An error occurs if reference to a non-existent memory address is attempted.

An odd-even error in the transfer rI to rM will result in a transfer stop and the location of the error (rI address) will be indicated. The 720 character count will be displayed on a modulus 100 counter.

==="All ones" checker===
In addition to the parity bits check on the high-speed bus, a second checker establishes that the invalid "all ones" character is not inadvertently created by a system fault.
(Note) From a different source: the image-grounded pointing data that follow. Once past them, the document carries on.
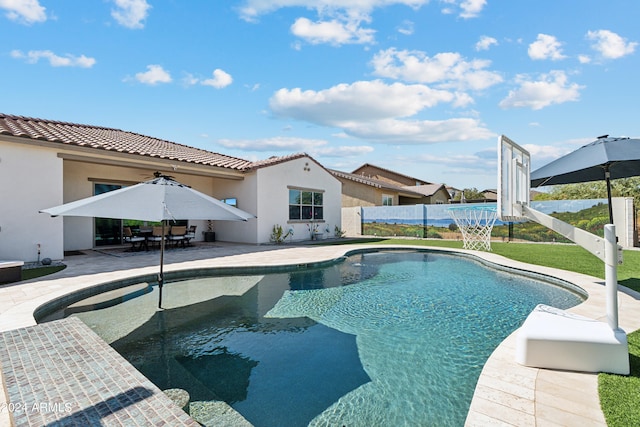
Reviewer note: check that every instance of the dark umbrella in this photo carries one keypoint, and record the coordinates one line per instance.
(605, 158)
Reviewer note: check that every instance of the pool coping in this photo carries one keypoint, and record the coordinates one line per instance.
(506, 393)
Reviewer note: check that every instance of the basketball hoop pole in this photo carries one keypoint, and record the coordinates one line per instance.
(611, 274)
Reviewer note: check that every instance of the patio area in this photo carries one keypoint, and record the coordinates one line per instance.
(506, 394)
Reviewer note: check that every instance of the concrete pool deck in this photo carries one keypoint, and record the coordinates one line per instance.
(506, 393)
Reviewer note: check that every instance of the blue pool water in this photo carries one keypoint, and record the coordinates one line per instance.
(385, 338)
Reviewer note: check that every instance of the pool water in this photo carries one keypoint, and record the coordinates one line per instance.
(385, 338)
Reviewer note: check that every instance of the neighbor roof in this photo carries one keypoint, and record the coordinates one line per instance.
(115, 140)
(426, 190)
(409, 191)
(369, 165)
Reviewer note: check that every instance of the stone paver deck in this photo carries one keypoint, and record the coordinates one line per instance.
(62, 374)
(506, 393)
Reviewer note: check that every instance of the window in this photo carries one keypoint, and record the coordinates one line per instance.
(305, 205)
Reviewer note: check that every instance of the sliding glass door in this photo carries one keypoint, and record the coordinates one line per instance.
(108, 231)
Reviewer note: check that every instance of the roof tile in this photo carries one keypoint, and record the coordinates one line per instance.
(114, 140)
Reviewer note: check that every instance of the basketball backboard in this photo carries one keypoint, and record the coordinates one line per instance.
(514, 183)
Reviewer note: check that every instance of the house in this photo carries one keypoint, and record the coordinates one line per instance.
(371, 185)
(45, 163)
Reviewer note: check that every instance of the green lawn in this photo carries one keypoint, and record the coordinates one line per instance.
(619, 395)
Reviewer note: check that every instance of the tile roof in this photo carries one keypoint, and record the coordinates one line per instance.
(375, 182)
(426, 190)
(115, 140)
(357, 171)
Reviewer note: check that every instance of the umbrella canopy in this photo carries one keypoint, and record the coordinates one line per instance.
(605, 158)
(160, 199)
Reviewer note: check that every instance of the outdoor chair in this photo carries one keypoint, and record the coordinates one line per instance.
(128, 237)
(191, 234)
(156, 236)
(177, 235)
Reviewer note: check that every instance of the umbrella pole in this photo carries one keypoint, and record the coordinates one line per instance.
(161, 275)
(607, 177)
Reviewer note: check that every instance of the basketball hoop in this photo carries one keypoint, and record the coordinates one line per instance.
(475, 223)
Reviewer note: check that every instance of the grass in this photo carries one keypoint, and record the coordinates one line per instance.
(619, 395)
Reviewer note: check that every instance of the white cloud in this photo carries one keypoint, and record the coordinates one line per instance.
(155, 74)
(24, 11)
(406, 28)
(315, 147)
(130, 13)
(471, 8)
(339, 21)
(33, 56)
(551, 88)
(584, 59)
(356, 102)
(252, 9)
(610, 45)
(485, 43)
(220, 79)
(546, 47)
(375, 111)
(333, 32)
(468, 8)
(447, 70)
(420, 131)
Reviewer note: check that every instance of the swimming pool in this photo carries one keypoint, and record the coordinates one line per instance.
(379, 338)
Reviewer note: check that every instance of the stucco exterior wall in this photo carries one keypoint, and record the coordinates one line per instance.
(273, 198)
(30, 180)
(245, 193)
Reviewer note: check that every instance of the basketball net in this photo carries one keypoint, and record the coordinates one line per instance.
(476, 224)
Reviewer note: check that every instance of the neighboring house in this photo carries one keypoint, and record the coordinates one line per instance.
(46, 163)
(374, 186)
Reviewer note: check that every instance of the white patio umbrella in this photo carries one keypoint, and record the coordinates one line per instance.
(160, 199)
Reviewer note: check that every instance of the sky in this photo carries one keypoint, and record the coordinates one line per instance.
(422, 87)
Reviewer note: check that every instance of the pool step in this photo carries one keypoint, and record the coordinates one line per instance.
(109, 299)
(205, 407)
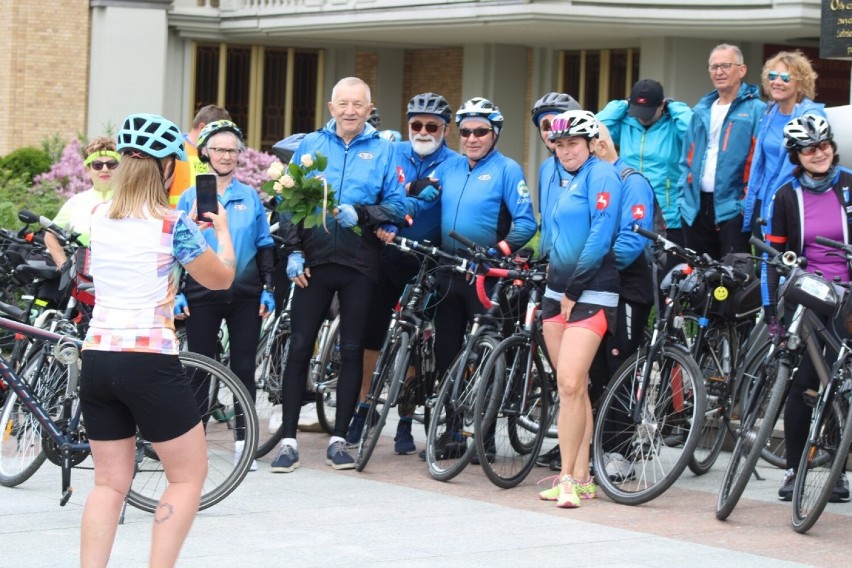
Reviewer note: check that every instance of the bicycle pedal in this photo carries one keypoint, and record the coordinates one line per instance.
(810, 397)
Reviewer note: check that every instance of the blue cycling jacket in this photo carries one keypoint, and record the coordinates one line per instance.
(425, 215)
(586, 219)
(552, 181)
(487, 204)
(762, 183)
(363, 174)
(249, 230)
(632, 250)
(654, 151)
(738, 136)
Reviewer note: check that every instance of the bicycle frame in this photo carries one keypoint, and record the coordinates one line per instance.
(63, 439)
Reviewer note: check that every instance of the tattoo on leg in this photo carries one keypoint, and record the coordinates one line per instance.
(164, 511)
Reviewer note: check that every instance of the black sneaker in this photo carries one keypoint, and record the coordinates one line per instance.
(786, 491)
(840, 493)
(337, 456)
(543, 460)
(286, 461)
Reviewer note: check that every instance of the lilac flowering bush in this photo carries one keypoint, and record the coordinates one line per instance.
(67, 176)
(252, 168)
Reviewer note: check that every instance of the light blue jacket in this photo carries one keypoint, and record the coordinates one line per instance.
(655, 151)
(738, 136)
(762, 183)
(487, 204)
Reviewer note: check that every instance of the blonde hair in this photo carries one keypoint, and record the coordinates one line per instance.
(139, 189)
(799, 67)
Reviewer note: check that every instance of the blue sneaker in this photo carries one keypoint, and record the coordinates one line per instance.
(286, 461)
(404, 442)
(337, 456)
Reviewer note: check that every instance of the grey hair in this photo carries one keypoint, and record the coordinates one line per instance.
(738, 54)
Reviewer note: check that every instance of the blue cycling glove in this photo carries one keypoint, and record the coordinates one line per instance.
(346, 216)
(387, 227)
(295, 264)
(180, 304)
(268, 300)
(426, 189)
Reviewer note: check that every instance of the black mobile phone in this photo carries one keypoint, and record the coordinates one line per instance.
(206, 195)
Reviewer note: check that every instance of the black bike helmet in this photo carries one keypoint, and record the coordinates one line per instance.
(553, 103)
(430, 103)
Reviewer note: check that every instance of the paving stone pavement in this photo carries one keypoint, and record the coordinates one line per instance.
(394, 514)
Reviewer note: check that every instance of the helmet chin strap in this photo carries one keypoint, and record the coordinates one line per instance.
(217, 172)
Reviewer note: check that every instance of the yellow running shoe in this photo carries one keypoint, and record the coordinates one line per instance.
(568, 497)
(587, 489)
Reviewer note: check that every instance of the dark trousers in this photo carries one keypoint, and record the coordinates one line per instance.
(310, 306)
(202, 333)
(715, 239)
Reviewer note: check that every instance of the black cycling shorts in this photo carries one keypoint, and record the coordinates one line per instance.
(121, 391)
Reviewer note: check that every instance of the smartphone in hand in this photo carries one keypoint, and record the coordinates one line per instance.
(206, 195)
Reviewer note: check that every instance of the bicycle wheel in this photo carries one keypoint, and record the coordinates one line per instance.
(767, 382)
(268, 395)
(715, 359)
(823, 459)
(654, 442)
(326, 382)
(223, 474)
(448, 447)
(23, 445)
(384, 393)
(512, 403)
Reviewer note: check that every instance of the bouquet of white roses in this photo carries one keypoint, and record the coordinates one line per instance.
(303, 191)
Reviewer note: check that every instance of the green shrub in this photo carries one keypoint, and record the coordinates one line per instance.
(26, 163)
(16, 195)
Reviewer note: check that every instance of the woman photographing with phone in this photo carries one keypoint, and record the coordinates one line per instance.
(131, 376)
(250, 298)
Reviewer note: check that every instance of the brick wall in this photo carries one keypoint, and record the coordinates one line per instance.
(44, 55)
(438, 71)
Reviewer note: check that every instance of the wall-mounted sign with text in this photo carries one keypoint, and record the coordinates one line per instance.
(836, 29)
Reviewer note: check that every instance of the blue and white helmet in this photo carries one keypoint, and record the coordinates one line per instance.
(151, 134)
(479, 107)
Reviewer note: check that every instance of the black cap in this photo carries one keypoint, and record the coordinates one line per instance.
(645, 98)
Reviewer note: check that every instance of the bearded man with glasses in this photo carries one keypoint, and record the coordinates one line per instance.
(428, 119)
(485, 198)
(717, 152)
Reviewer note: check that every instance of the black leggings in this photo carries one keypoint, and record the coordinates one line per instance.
(202, 333)
(455, 310)
(310, 306)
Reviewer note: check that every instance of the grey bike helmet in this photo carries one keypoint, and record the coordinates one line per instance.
(430, 103)
(806, 130)
(552, 103)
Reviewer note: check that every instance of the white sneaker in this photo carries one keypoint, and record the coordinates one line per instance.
(617, 467)
(238, 453)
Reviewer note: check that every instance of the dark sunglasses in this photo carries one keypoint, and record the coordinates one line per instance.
(98, 166)
(810, 150)
(478, 132)
(772, 75)
(430, 127)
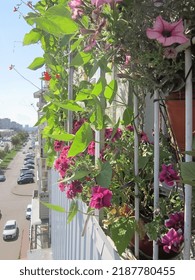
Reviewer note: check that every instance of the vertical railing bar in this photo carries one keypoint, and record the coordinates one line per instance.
(188, 147)
(70, 90)
(156, 163)
(136, 155)
(97, 156)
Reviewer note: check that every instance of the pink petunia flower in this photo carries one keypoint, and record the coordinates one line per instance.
(172, 240)
(170, 53)
(168, 175)
(58, 145)
(176, 221)
(167, 33)
(109, 134)
(73, 188)
(101, 197)
(91, 148)
(99, 3)
(62, 186)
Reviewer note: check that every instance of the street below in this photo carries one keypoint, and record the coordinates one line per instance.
(13, 206)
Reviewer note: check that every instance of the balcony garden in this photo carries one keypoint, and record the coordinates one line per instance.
(93, 51)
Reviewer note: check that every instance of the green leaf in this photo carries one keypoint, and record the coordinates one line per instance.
(105, 176)
(41, 120)
(72, 210)
(53, 207)
(188, 173)
(69, 105)
(82, 139)
(57, 21)
(32, 37)
(110, 90)
(122, 232)
(80, 59)
(37, 63)
(128, 116)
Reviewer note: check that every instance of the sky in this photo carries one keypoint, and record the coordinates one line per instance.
(16, 93)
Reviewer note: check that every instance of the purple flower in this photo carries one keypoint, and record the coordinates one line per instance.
(58, 145)
(73, 188)
(101, 197)
(109, 132)
(176, 221)
(98, 3)
(144, 137)
(168, 175)
(62, 186)
(172, 240)
(167, 33)
(91, 148)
Input and output checkers also detect the invalid "all ones" character.

Built-in checking features are contained in the Card-to-Tape Converter, the Tape-to-Card Converter and the High Speed Printer.

===Fusing===
Univac is completely fused so that faults may be isolated. Each bay has its own set of fuses in addition to main fuses on all DC and AC potentials. If a fuse blows, power is shut off and an indicator circuit shows in which bay the blown fuse is located, and a "flag" indicates the specific fuse.

===Voltage monitoring===
An automatic voltage-monitoring system continuously monitors all critical DC potentials giving an alarm if any moves outside the prescribed limits.